Na Praia de Ian McEwan
Às vezes basta uma pequena obra para que um autor mostre todo seu domínio do ofício literário. Depois de haver escrito “Reparação” romance celebradissimo por crítica e público que chegou a ser adaptado para o cinema, e de ter sido agraciado por várias premiações literárias, Ian já não precisava provar nada para ninguém, mesmo assim, conseguiu nessa breve novela “Na Praia” reafirmar seu talento.
A praia a que o título se refere diz respeito ao lugar onde um casal de jovens ingleses vão passar uma fatídica noite de núpcias.
Dois jovens inexperientes e apaixonados numa Inglaterra de 1962 já pós vitoriana e um pouco livre do conservadorismo tradicionalista dessa época, ainda intocada na vida social pelo impacto das teorias psicanalíticas libertadoras da sexualidade, porém, não totalmente contaminada pela década do desbunde que culminaria no maio de 68 e no movimento rippye do sexo, drogas e rock roll.
Freud e vitorianismo vem mesmo a calhar no contexto de “Na praia”, pois estão muito ligados como bem demonstrou o historiador Peter Gay em sua série de livros com viés de psico-história sobre o período. O peso de viver numa tradição tão difamada de conservadora têm grande efeito sobre os personagens.
Ser virgem nesses tempos não era um problema tão grande pra gente na casa dos vinte, muito pelo contrário.
Edward, aluno aplicado de história na tradicional e prestigiosa Oxford, nunca poderia ter uma vida de bebedeiras e sexo, como seus amigos universitários anglófilos a partir da década seguinte.

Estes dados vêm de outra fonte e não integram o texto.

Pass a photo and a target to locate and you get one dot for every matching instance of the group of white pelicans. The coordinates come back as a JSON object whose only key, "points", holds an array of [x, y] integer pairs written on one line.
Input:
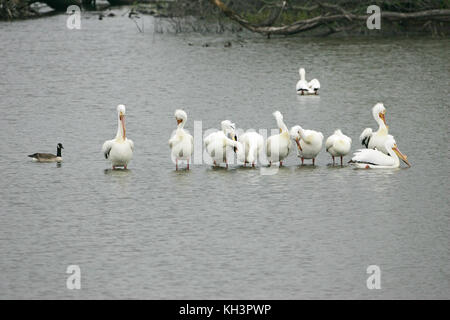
{"points": [[381, 149]]}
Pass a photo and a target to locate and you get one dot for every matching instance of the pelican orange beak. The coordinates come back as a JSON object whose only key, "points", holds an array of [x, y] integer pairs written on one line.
{"points": [[122, 120], [401, 155], [298, 144], [382, 116]]}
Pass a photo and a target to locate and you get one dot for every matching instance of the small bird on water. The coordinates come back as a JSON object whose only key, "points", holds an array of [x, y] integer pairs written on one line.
{"points": [[48, 157]]}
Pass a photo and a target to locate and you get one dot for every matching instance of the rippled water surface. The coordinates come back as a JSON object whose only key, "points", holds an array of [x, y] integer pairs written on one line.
{"points": [[152, 232]]}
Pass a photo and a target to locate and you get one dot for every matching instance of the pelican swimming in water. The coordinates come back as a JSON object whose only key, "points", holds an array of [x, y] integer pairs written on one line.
{"points": [[253, 144], [181, 143], [304, 87], [278, 145], [375, 159], [216, 143], [309, 143], [338, 145], [120, 149], [377, 139], [48, 157]]}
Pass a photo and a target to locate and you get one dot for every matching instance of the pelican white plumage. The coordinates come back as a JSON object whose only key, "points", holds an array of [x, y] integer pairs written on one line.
{"points": [[377, 139], [278, 145], [338, 145], [216, 143], [181, 143], [309, 142], [304, 87], [253, 144], [375, 159], [120, 149]]}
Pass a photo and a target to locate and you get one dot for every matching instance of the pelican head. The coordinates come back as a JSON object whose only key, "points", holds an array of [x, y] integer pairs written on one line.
{"points": [[121, 116], [279, 118], [180, 116], [296, 134], [229, 128], [379, 113]]}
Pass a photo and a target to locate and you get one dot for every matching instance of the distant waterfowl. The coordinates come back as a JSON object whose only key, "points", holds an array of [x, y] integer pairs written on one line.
{"points": [[338, 145], [309, 143], [120, 149], [181, 143], [48, 157], [253, 144], [278, 145], [375, 159], [217, 142], [377, 139], [304, 87]]}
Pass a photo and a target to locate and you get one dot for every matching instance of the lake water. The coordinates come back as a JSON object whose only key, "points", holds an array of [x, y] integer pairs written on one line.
{"points": [[154, 233]]}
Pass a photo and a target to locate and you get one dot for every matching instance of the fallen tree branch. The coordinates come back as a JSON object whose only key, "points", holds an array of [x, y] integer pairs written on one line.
{"points": [[324, 19]]}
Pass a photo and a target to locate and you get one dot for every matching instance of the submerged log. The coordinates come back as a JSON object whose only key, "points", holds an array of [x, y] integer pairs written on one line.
{"points": [[330, 16]]}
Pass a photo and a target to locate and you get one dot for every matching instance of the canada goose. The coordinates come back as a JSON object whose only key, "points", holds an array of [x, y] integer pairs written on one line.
{"points": [[48, 157]]}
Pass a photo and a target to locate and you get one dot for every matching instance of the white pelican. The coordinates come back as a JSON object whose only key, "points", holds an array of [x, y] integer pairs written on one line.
{"points": [[338, 145], [252, 143], [304, 87], [48, 157], [217, 142], [309, 142], [120, 149], [372, 140], [370, 158], [278, 145], [181, 143]]}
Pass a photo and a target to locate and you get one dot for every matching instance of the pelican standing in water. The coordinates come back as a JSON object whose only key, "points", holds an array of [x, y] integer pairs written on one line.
{"points": [[375, 159], [120, 149], [48, 157], [216, 143], [377, 139], [338, 145], [304, 87], [309, 143], [252, 143], [278, 145], [181, 143]]}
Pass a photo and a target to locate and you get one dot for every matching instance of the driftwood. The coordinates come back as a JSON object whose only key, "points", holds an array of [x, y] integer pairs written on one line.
{"points": [[333, 14]]}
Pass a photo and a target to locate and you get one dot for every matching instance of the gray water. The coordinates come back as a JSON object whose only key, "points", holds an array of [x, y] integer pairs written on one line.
{"points": [[154, 233]]}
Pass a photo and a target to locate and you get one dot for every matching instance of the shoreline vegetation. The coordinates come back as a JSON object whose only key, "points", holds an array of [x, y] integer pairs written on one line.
{"points": [[265, 17]]}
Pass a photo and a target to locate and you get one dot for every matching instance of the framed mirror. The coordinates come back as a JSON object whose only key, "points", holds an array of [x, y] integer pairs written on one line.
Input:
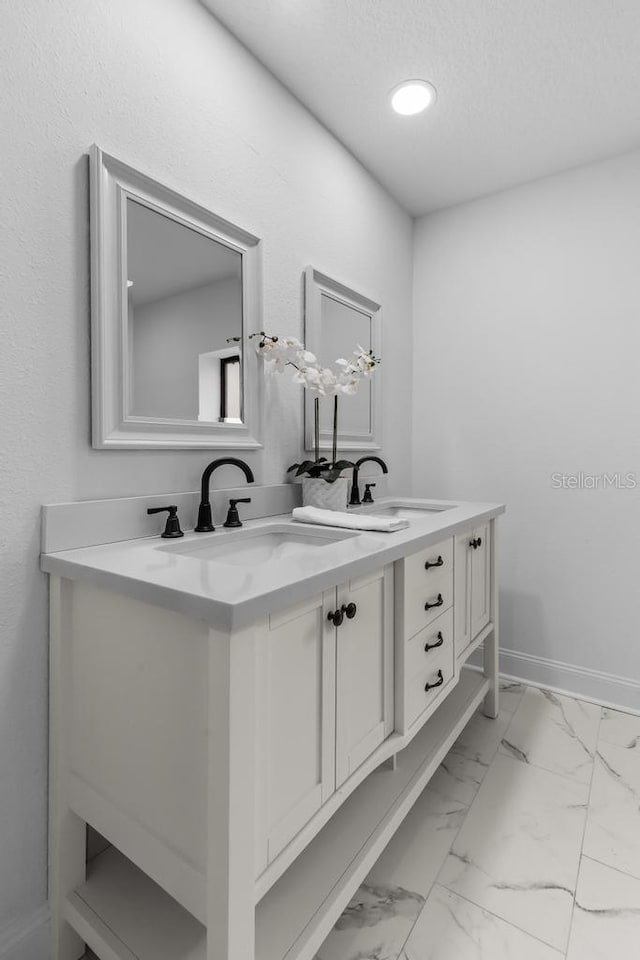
{"points": [[336, 320], [175, 293]]}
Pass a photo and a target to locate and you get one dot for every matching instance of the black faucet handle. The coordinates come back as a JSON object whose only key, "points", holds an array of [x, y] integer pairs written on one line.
{"points": [[368, 498], [172, 526], [233, 518]]}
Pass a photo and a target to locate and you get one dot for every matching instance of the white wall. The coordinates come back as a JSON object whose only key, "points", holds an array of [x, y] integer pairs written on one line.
{"points": [[159, 84], [526, 363]]}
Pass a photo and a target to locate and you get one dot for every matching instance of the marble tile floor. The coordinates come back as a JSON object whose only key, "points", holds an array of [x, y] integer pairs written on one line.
{"points": [[524, 846]]}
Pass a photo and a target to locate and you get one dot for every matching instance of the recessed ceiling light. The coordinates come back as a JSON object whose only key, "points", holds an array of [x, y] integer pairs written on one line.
{"points": [[412, 96]]}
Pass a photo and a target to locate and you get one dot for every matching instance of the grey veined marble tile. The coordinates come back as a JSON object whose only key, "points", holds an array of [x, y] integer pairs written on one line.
{"points": [[554, 732], [606, 919], [374, 926], [620, 730], [613, 825], [517, 853], [470, 757], [418, 849], [450, 928], [511, 693]]}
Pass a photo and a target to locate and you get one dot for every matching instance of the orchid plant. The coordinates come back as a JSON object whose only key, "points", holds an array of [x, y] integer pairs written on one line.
{"points": [[282, 352]]}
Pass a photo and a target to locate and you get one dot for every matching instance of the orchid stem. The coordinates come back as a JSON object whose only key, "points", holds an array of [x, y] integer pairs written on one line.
{"points": [[316, 426]]}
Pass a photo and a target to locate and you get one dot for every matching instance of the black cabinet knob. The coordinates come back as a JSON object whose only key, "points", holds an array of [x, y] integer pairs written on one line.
{"points": [[438, 683], [438, 643], [437, 603]]}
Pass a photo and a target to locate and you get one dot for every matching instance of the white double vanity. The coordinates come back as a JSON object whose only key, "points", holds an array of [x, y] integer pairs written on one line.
{"points": [[246, 717]]}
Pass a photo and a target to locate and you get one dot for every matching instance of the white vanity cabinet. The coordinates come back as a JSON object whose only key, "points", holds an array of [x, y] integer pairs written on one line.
{"points": [[230, 741], [324, 702], [473, 581]]}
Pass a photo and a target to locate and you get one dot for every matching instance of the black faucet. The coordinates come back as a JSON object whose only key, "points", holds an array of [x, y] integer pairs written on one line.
{"points": [[354, 499], [205, 522]]}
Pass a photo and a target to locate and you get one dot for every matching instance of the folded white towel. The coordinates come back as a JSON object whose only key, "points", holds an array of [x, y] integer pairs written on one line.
{"points": [[353, 521]]}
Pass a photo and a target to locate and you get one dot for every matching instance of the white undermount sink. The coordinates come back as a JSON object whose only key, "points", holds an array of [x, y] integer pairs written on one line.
{"points": [[250, 547]]}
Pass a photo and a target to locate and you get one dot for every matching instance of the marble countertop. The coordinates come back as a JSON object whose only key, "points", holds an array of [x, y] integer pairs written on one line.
{"points": [[231, 597]]}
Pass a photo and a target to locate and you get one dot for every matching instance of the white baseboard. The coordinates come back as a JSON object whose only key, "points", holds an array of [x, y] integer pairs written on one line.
{"points": [[26, 938], [605, 689]]}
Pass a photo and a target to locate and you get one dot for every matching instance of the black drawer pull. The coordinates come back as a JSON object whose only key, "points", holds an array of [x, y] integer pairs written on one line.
{"points": [[438, 683], [438, 603], [438, 643]]}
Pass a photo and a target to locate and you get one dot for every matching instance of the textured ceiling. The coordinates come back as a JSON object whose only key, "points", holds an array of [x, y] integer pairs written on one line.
{"points": [[525, 87]]}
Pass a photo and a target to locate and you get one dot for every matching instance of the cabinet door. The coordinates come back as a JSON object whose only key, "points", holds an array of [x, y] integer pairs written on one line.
{"points": [[296, 722], [462, 591], [480, 580], [364, 673]]}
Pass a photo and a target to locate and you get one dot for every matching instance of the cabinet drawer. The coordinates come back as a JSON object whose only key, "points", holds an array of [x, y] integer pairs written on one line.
{"points": [[426, 579], [432, 667]]}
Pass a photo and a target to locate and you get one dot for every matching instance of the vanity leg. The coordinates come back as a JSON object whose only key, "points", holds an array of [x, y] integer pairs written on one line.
{"points": [[491, 645], [67, 833], [231, 806]]}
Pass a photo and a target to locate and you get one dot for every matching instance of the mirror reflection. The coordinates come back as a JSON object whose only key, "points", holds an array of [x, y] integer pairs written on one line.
{"points": [[184, 302], [343, 326]]}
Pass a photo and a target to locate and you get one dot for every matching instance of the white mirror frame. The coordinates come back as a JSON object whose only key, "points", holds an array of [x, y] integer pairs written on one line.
{"points": [[316, 285], [112, 184]]}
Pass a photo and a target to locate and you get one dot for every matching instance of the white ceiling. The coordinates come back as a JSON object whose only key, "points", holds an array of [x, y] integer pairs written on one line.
{"points": [[525, 87]]}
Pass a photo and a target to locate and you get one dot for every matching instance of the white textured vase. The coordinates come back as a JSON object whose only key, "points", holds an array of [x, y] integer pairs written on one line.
{"points": [[316, 492]]}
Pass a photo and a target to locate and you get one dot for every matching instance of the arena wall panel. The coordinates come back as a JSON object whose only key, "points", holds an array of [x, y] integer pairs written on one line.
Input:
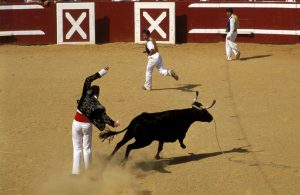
{"points": [[194, 22]]}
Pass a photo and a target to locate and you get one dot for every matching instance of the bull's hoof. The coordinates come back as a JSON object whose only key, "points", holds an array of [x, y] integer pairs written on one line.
{"points": [[183, 146], [123, 162]]}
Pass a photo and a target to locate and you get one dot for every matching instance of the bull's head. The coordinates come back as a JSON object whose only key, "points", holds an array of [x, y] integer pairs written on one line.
{"points": [[202, 114]]}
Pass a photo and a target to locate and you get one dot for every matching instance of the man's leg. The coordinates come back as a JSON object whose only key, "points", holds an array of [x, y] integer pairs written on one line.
{"points": [[165, 72], [233, 45], [228, 49], [87, 144], [77, 146], [149, 69]]}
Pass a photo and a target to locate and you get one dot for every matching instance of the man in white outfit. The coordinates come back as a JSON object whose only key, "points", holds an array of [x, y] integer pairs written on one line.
{"points": [[154, 60], [231, 29], [89, 112]]}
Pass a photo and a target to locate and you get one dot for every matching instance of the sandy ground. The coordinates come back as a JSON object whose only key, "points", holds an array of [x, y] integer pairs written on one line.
{"points": [[257, 115]]}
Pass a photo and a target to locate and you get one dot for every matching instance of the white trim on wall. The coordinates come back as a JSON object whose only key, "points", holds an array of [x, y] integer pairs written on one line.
{"points": [[18, 7], [245, 5], [21, 32], [157, 5], [75, 6], [246, 31]]}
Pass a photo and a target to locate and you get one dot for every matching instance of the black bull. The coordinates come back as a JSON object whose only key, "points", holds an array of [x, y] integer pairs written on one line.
{"points": [[167, 126]]}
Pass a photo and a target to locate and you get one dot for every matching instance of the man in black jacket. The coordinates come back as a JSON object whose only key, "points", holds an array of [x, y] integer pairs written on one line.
{"points": [[89, 111]]}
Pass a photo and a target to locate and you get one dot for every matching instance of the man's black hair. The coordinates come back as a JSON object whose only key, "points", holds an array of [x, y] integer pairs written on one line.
{"points": [[95, 90], [147, 32], [230, 10]]}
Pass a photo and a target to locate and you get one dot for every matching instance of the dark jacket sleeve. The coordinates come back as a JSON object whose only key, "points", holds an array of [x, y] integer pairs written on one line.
{"points": [[107, 119], [88, 82]]}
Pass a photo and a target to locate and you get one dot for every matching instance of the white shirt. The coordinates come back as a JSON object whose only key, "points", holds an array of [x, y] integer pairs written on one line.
{"points": [[150, 45], [232, 25]]}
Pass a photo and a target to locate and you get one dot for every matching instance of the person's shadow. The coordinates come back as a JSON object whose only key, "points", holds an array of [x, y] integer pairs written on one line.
{"points": [[160, 165], [181, 87], [255, 57]]}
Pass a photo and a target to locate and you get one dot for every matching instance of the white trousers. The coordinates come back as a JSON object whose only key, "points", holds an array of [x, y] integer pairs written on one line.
{"points": [[154, 61], [82, 142], [231, 45]]}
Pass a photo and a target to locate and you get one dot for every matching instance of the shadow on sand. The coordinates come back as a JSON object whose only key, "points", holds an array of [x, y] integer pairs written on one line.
{"points": [[181, 87], [160, 165], [255, 57]]}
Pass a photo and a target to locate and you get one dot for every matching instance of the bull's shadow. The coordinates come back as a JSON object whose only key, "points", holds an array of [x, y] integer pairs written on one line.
{"points": [[255, 57], [160, 165], [181, 87]]}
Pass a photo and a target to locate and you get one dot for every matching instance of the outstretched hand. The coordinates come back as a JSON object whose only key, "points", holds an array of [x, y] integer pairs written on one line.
{"points": [[117, 123]]}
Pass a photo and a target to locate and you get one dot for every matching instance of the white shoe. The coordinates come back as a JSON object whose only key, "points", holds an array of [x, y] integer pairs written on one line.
{"points": [[174, 75], [238, 55], [146, 88]]}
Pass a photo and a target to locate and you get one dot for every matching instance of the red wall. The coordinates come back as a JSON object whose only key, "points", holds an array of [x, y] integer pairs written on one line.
{"points": [[115, 23]]}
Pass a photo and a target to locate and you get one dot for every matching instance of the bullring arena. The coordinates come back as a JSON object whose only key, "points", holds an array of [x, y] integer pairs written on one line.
{"points": [[256, 114]]}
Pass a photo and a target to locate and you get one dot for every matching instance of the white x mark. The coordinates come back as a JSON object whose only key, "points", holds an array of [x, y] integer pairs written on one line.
{"points": [[155, 23], [76, 25]]}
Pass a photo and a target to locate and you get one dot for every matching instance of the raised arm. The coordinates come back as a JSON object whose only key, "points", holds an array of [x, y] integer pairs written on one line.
{"points": [[88, 81]]}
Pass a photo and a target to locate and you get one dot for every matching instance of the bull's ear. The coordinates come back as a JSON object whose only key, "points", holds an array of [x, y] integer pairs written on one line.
{"points": [[197, 95]]}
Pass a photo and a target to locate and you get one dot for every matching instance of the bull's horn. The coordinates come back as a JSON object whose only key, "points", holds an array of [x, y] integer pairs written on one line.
{"points": [[197, 94], [208, 107]]}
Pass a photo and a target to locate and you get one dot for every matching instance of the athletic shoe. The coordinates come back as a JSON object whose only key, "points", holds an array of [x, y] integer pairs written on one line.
{"points": [[146, 89], [174, 75], [238, 55]]}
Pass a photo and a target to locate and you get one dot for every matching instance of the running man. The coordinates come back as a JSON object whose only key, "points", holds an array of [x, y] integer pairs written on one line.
{"points": [[231, 29], [154, 60], [89, 111]]}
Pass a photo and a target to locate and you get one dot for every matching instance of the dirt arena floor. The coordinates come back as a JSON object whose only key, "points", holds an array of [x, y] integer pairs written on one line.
{"points": [[257, 115]]}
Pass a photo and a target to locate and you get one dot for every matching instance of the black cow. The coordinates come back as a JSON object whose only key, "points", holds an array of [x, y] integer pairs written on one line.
{"points": [[167, 126]]}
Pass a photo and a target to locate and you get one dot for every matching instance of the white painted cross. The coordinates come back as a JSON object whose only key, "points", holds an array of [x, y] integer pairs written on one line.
{"points": [[76, 25], [155, 23]]}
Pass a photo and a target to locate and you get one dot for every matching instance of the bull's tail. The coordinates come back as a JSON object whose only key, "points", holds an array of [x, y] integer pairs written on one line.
{"points": [[109, 134]]}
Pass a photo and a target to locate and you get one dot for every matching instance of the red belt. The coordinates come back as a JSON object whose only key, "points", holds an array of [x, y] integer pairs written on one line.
{"points": [[81, 118]]}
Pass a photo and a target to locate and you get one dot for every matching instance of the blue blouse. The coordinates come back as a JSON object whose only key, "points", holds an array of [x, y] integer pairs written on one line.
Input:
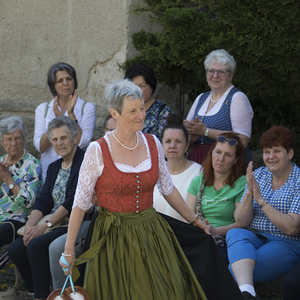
{"points": [[155, 118], [286, 199]]}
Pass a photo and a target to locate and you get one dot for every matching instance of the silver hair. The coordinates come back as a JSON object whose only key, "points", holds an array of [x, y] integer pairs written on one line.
{"points": [[221, 56], [116, 92], [11, 124], [62, 121]]}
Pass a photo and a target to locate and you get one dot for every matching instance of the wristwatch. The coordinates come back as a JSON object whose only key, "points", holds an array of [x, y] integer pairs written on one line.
{"points": [[11, 186], [49, 224], [206, 131]]}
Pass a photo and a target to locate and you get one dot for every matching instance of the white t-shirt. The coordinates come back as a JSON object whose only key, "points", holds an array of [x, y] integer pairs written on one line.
{"points": [[87, 123]]}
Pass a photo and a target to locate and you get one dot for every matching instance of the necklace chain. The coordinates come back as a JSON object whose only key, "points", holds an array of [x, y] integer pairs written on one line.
{"points": [[137, 142]]}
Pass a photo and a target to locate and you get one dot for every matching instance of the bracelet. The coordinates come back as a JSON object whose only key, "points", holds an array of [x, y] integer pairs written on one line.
{"points": [[196, 218], [263, 204], [63, 254]]}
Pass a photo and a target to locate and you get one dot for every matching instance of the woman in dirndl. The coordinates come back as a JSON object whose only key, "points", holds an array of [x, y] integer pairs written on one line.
{"points": [[134, 253]]}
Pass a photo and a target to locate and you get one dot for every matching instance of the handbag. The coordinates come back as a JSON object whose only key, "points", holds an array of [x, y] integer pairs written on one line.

Florence, violinista talentosa e filha de “burguesia” tradicional Inglesa, nem sonharia em sexo antes do casamento e, o pior, é aí que entra o conflito trágico de sua pacata vida, talvez nem depois de ter consumado a cerimônia da nobre instituição familiar.
Nunca foi tão emblemático o fato da falta de dialogo, o interdito, ou reprimido ser o motivo dos desencontros, estranhamentos e aborrecimentos como no caso desses dois pobres personagens.
Uma estória aparentemente trivial, mas que na mão de um grande escritor como Ian McEwan torna-se uma narrativa irresistível. Em uma prosa minuciosa e ágil, Ian consegue dar contornos de séria televisiva de qualidade a uma estória que poderia não render sequer uma novela mexicana.
Lendo o livro, irresistivelmente envolvente, tem-se a impressão de que esse já consagrado escritor inglês seria capaz de escrever bem sobre qualquer assunto. De fato não é de hoje que Ian mostra-se um mestre na narrativa sutil e do apuro de detalhes. Mesmo dentro da tradição literária inglesa com autores contemporâneos de alto calibre como por exemplo Martin Amis, Kazuo Ishiguro, Jonathan Coe e o Nobel V. S. Naipaul, ele se destaca por sua voz originalíssima.
“Na praia” é uma novela excelente e recomendada porta de entrada para a obra desse formidável escritor inglês.